Then, each BioEntity can have a number of BioSamples. Note that the secondary id is given without the prefix of the secondary ID of the containing BioSample. The BioSample must have a global ID pk, can have extra infos attached (and, of course extra IDs, omitted here).

                "N1": {
                    "pk": "234001",
                    "extraInfo": {
                        "uberonCellSource": "UBERON:0000178"
                    },

Recursively, each BioSample can have a number of TestSamples which can have a number of NGSLibrary’s and MSProteinPool’s.

                    "testSamples": {
                        "DNA1": {
                            "pk": "345001",
                            "extraInfo": { "extractionType": "DNA" },
                            "ngsLibraries": {
                                "WES1": {
                                    "pk": "567001",
                                    "extraInfo": { "libraryType": "WES" }
                                }
                            }
                        }
                    }
                }
            }
        }
    }
}

Sheet Validation

Validation of sample sheets has four steps:

  1. the sheet must be valid JSON,
  2. expansion of JSON pointers { "$ref": "<URL>" } is performed,
  3. the sheet must conform to the JSON schema bundled with biomedsheets (in the future it will be versionised at some URL),
  4. additional validation based on extraInfoDefs is performed.

Steps 1 and 3 can be performed with standard tools or libraries.
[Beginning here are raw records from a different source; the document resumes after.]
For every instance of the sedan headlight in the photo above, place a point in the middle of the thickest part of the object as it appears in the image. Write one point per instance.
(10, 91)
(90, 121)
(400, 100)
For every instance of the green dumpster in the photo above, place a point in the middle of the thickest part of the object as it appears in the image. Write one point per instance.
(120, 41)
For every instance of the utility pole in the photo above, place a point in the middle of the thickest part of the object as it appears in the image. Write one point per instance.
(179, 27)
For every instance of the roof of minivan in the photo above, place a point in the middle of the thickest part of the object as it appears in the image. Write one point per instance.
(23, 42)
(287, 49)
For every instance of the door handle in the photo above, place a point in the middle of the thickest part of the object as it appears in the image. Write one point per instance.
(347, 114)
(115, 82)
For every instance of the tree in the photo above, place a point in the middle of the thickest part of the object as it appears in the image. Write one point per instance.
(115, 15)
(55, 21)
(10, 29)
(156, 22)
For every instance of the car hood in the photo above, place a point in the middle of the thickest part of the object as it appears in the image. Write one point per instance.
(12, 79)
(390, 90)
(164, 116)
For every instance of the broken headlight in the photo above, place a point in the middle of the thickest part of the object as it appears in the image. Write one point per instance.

Step 2 is relatively easy and the biomedsheets module ships with code for performing this easily (the functionality is available as a Python program as well). Step 4 is not implemented yet.

On the one hand, custom fields allow for the definition of arbitrary “simple” values. Currently, it is possible to have boolean, numbers, strings, enums and lists of the atomic types. On the other hand, using JSON pointers, centrally defined field types can be used. This allows for easy sharing of data types and easier computation.

Predefined Fields

Note

Once stabilized, the common fields will be documented here.

TSV Sample Sheets

Writing sample sheets as TSV (tab-separated values) files is an alternative to writing JSON files. As they can be edited with text editors and spreadsheet programs such as Excel, viewing and modifying TSV files is more convenient than for JSON files.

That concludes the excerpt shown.